Stuart Erwin (February 14, 1903 – December 21, 1967) was an American actor of stage, film, and television.

Early years
Erwin was born in Squaw Valley, Fresno County, California. He attended Porterville High School and the University of California.

Career
Erwin began acting in college in the 1920s, having first appeared on stage. From there, he acted in stock theater in Los Angeles.

Film career

He broke into films in 1928 in Mother Knows Best. In 1934, he was cast as Joe Palooka in the film Palooka. In 1932, he co-starred with Bing Crosby in the comedy The Big Broadcast, where he played Texas oil tycoon Leslie McWhinney. In 1936, he was cast in Pigskin Parade, for which he was nominated for the Academy Award for Best Supporting Actor. In 1940, he played Howie Newsome, the dairy delivery vendor, in the film adaptation of Our Town, based on the Thornton Wilder play.

In Walt Disney's Bambi, Erwin performed the voice of a tree squirrel.

Later, Erwin appeared in the Disney films Son of Flubber and The Misadventures of Merlin Jones.

Radio career
In 1946, Erwin starred in Phone Again Finnegan on CBS. He played an apartment house manager in the comedy-drama.

He also played various roles on Theater Guild on the Air, Lux Radio Theatre, The Old Gold Radio Theatre and Cavalcade of America.

Television career
In 1950, Erwin made the transition to television, in which he starred in Trouble with Father, which was retitled The Stu Erwin Show, with his co-star and real-life wife June Collyer. In 1963–1964, he played Otto King on The Greatest Show on Earth.

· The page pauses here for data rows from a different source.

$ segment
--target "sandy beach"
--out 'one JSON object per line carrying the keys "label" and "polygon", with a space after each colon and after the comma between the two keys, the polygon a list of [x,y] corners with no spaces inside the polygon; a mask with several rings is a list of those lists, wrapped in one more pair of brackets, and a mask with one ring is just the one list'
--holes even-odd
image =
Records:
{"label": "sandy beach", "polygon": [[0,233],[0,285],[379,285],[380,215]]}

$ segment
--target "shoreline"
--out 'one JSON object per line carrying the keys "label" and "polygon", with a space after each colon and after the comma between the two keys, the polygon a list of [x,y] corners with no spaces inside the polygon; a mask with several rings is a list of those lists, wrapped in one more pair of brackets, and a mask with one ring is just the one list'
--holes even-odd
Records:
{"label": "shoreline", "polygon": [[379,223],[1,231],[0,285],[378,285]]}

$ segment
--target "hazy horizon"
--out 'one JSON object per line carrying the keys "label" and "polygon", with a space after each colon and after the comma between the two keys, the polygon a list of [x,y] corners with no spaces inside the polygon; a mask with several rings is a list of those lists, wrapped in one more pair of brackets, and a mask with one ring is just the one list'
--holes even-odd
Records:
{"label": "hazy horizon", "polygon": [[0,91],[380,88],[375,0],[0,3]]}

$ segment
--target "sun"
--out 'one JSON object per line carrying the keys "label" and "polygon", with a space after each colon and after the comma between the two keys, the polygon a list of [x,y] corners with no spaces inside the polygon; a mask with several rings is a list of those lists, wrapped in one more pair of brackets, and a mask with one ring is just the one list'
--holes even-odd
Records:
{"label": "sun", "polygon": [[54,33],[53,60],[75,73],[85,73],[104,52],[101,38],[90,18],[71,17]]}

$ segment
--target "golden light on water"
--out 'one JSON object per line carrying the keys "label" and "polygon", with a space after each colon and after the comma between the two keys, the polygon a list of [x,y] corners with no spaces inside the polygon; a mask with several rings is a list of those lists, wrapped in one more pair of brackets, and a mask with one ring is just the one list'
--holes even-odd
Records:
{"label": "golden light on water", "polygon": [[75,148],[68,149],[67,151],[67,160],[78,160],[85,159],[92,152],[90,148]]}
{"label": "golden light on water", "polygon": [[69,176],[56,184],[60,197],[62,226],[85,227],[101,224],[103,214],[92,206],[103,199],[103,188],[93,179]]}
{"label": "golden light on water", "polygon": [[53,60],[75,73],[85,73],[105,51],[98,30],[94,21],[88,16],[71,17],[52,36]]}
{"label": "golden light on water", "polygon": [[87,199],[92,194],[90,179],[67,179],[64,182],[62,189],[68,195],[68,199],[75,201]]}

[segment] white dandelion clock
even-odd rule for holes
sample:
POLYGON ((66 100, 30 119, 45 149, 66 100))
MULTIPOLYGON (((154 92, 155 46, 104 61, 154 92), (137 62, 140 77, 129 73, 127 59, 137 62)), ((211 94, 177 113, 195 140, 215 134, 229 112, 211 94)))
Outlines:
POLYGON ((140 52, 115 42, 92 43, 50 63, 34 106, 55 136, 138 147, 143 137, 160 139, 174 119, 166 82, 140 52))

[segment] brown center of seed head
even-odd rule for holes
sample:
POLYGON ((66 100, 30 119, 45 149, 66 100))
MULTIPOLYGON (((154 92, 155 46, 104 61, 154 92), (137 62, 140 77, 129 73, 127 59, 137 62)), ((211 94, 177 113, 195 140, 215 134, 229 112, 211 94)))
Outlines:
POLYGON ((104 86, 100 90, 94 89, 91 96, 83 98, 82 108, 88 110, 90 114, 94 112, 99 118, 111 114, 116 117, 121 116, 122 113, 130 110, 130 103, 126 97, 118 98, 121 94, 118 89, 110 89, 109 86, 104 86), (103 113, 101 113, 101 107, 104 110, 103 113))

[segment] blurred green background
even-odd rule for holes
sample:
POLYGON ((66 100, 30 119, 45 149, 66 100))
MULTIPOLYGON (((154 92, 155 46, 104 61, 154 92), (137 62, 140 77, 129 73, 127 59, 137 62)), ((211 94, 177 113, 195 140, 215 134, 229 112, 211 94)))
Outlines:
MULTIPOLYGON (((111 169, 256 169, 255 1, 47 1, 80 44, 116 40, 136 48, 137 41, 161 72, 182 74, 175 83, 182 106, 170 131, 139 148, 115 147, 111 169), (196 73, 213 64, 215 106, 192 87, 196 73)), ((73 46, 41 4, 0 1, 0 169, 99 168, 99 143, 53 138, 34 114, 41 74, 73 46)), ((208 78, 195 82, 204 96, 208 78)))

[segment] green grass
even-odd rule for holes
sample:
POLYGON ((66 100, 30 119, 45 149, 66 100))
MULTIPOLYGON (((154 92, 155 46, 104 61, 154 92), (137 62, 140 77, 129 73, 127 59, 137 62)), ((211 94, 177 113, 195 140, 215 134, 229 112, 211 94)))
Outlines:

Erwin guest-starred on Crossroads, Angel, Bonanza, The Donna Reed Show, Straightaway, Gunsmoke and Our Man Higgins.

Erwin made four guest appearances on Perry Mason, including the role of murderer Clem P. "Sandy" Sandover in the 1962 episode "The Case of the Double-Entry Mind" and murderer Everett Stanton in the 1964 episode "The Case of the Scandalous Sculptor".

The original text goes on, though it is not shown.